Let's consider the factors that cause the occurrence of papillomas during pregnancy in intimate places:

• Weakening the body's overall immune response;
• Exacerbation of chronic diseases;
• A surge of hormones, which provokes a quantitative increase in certain cells in the epidermal layers;
• Friction and trauma to the skin, which inevitably accompanies an increase in body weight and volume due to pregnancy;
• Presence of diabetes mellitus.

Vitamin deficiency, hypothermia, psychological and physical stress, and severe fatigue can also indirectly affect the intensity of the development of the virus.

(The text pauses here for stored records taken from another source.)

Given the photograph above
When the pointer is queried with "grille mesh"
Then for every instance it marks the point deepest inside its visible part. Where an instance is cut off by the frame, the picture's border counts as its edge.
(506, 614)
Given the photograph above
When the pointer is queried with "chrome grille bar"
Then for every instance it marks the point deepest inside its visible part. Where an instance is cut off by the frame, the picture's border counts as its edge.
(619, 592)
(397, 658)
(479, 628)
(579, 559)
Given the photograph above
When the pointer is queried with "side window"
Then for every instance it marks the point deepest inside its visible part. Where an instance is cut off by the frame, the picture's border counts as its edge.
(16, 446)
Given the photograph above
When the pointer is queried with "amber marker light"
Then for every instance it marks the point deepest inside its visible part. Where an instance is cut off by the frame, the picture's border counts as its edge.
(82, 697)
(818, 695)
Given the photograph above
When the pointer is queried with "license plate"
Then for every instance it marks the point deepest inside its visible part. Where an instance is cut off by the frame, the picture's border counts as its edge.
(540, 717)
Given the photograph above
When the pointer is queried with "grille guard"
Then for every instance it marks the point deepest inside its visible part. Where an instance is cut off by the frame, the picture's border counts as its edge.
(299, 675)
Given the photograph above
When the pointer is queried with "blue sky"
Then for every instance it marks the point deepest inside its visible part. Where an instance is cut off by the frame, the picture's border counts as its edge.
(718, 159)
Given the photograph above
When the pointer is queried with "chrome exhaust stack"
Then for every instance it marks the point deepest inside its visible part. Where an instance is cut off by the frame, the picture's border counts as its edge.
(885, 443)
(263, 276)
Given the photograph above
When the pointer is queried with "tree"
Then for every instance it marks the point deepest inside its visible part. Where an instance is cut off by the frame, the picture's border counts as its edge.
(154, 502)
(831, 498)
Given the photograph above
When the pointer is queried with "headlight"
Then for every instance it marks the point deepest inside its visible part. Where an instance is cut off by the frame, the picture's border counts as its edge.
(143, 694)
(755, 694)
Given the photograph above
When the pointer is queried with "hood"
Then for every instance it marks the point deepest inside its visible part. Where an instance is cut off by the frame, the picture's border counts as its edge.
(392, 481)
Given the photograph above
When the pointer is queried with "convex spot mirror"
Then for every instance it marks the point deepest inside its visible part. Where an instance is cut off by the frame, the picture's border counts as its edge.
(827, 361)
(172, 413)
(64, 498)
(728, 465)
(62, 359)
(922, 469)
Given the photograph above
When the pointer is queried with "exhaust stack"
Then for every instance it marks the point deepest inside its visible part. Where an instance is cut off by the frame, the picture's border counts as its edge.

In general, any “shake-up” for the body is a reason for the activation of the papillomavirus. And pregnancy is a powerful stress factor for the female body, which gives a chance for papillomas to appear.

ethnoscience

Since pregnant women are not recommended to use medications, you can use traditional medicine recipes, which not only have a positive effect, but are also safe for the health of the mother and the unborn baby.

1. Coat the growth with liquid vitamin A, which is sold in pharmacies in capsule form.
2. Apply fresh potato pulp to the papilloma 2-3 times a day.
3. Small growths may go away within 5-7 weeks if a banana peel is applied to them.
4. Make a paste of several cloves of garlic and lubricate the papillomas with it. Next, cover the formation with a band-aid for 3 days. With this method, papilloma comes out from the root and does not form in the future.
5. Apply a cotton wool soaked in apple cider vinegar to the growths several times a day. Keep the cotton wool for about 10-20 minutes. For convenience, it can be secured with adhesive tape.

Do not be upset if papillomas appear during pregnancy. They can be removed quite easily without causing harm to the health of yourself and the unborn child. It is enough to contact a gynecologist or obstetrician to receive all the necessary recommendations for effective removal of formations.